Внутри – письмо. Написано женским почерком, знакомым.
Лена. Но это невозможно.
_Тейтум,
Если ты читаешь это, значит, ты всё ещё помнишь не всё.
Ты видел, как всё начиналось. Но ты не видел, как это кончилось.
Потому что тебя вывели. Ты был нужен живым.
Ты думаешь, что ты виноват. Но ты – инструмент.
Тебя использовали. Меня тоже.
Но теперь я знаю, кто он.
И я иду за ним.
Если ты вспомнишь всё – ты решишь, на чьей ты стороне.
А если нет – ты станешь им.
Л.
Зои стояла рядом.
– Она мертва, – сказала она. – Этого письма не может быть.
– А если может?
– Тогда это война. Либо с памятью…
– …либо с тем, кто остался в живых, – закончил он.
Через час пришло электронное письмо.
Без отправителя. Без темы. Вложение – одно фото.
На нём – он сам.
Стоит на парковке. В окровавленной рубашке.
В руке – нож.
Рядом – кто-то на коленях. Лицо не видно. Но поза… узнаваемая.
Поза жертвы номер три.
На заднем плане – вывеска кафе, которого ещё не построили.
Только на стадии одобрения проекта.
– Это подделка? – спросила Зои.
– Или воспоминание, которое ещё не случилось.
– Тебя провоцируют.
– Нет, – прошептал он. – Меня предупреждают.
Той же ночью он поехал один. На стройку, где ещё только должен был
появиться тот самый кафе из снимка.
На месте – только ограда. Земля. Камни.
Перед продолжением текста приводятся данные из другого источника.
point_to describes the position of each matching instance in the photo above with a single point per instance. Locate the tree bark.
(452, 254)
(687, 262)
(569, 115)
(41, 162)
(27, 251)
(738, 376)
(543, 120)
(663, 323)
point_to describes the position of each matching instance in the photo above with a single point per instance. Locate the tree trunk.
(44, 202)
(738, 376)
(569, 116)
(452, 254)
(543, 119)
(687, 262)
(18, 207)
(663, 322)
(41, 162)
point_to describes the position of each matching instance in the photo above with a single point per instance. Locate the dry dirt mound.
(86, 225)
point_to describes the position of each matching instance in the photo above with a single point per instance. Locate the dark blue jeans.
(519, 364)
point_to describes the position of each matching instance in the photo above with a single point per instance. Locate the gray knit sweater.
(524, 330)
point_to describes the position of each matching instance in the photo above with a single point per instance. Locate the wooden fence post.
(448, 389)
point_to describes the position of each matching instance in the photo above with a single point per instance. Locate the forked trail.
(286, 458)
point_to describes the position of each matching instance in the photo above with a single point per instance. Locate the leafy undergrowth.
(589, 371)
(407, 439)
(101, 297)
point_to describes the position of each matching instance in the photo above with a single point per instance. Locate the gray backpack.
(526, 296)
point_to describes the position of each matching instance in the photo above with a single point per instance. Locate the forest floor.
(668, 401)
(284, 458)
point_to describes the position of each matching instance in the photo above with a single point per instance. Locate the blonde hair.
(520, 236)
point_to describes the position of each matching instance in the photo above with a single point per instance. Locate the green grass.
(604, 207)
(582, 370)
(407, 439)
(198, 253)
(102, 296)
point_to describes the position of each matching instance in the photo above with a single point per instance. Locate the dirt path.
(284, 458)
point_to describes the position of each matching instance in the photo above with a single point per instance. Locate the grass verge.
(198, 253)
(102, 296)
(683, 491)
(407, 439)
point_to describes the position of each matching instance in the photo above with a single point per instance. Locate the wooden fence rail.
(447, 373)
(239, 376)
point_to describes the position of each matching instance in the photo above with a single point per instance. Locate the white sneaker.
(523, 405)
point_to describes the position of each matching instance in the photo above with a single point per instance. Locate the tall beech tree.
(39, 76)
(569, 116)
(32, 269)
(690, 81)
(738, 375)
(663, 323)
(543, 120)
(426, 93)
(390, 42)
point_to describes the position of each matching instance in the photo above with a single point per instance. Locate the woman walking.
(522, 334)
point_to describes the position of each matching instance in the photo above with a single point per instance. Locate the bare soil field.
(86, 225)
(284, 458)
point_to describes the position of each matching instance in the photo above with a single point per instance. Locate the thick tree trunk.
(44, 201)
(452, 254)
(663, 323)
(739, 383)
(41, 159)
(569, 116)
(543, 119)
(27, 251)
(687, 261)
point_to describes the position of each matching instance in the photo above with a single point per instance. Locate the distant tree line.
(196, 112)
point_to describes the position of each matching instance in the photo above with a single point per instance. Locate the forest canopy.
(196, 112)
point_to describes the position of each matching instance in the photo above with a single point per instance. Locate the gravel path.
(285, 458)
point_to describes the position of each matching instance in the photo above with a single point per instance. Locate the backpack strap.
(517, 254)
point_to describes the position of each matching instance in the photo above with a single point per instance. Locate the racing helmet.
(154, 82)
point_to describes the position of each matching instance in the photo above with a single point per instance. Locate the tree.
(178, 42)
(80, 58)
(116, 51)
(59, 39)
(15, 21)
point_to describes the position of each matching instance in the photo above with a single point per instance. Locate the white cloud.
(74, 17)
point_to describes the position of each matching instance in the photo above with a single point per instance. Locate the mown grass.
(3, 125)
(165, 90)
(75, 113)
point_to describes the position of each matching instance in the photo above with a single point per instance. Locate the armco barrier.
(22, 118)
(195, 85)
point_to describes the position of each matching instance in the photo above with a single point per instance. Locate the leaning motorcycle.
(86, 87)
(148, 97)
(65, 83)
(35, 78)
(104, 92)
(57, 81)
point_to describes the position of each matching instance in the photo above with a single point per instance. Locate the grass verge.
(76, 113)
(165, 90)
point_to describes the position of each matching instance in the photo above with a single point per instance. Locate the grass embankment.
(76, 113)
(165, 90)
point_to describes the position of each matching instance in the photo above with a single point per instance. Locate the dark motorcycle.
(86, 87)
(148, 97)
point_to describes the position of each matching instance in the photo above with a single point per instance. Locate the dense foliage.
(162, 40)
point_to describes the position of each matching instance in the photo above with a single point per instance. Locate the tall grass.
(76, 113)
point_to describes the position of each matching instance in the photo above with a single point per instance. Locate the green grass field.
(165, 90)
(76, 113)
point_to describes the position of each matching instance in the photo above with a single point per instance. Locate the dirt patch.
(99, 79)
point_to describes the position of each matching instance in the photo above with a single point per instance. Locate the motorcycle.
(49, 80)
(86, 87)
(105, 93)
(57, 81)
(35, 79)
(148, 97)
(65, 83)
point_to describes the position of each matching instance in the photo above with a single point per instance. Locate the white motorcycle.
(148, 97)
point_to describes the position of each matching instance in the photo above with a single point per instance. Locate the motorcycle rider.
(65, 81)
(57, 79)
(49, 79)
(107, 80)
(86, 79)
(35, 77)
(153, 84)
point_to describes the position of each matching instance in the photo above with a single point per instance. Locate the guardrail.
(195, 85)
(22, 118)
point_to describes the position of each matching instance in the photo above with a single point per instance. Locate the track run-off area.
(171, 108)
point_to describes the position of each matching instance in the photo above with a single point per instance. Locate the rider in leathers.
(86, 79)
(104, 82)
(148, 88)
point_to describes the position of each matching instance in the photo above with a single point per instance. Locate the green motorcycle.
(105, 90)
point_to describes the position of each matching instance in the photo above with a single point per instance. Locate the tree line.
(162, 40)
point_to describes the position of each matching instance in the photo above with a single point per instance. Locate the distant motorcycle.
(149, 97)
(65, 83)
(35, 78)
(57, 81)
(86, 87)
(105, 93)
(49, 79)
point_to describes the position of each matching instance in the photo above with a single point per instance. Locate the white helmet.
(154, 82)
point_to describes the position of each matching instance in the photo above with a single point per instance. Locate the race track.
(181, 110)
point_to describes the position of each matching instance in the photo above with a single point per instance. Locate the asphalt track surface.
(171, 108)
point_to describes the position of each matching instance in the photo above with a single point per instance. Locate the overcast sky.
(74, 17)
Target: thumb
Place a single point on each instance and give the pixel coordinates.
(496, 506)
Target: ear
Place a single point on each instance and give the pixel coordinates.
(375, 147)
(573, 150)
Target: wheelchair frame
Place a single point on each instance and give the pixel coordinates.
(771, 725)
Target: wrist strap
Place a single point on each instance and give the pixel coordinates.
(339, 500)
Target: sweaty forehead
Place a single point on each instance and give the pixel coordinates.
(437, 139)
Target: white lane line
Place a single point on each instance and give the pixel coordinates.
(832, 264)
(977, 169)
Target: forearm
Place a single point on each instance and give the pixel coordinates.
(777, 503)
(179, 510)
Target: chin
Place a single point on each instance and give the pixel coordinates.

Гравий. Но в воздухе уже стояло
что-то… знакомое.
Он прошёл внутрь.
И увидел: на щите будущего здания – баллончиком написано:
«Ты выбрал забыть.
Но теперь мы помним за тебя.»
Он вернулся домой в четыре утра.
Зои спала в кресле, с папками на коленях. Он не стал её будить.
Сел на пол. Закрыл глаза.
И увидел…
Зеркало.
Комната.
Девочка в белом платье.
Сзади – рука. Не его. Но он чувствует, как она направляет нож.
Рука пахнет табаком и сандалом.
И тогда он вспомнил.
На коже – запах, который он чувствовал однажды…
…от собственного отца.
Он открыл глаза.
И понял,
что всё начиналось гораздо раньше,
чем он считал.
Тейтум не спал.
Он сидел у окна, наблюдая, как ночь медленно распадается на серые
отголоски утра. Мир снаружи казался приглушённым, как будто город был за
стеклом – аквариумом, где не слышно криков. Только свет. И пустота.
Он держал фотографию. Ту самую, где он – с ножом в руке, в будущем, которое ещё не наступило. Он уже выучил все пиксели этого кадра, как лицо
человека, которого ты любил – и потерял.
Но теперь он начал видеть ещё одно.
На заднем плане – не просто вывеска кафе.
Под ней – силуэт. Человеческий. Слишком расплывчатый, чтобы опознать.
Но он точно смотрел в камеру.
Как будто знал, что снимок будет сделан.
И хотел быть частью его.
Утром, когда Зои проснулась, он уже ждал её на кухне.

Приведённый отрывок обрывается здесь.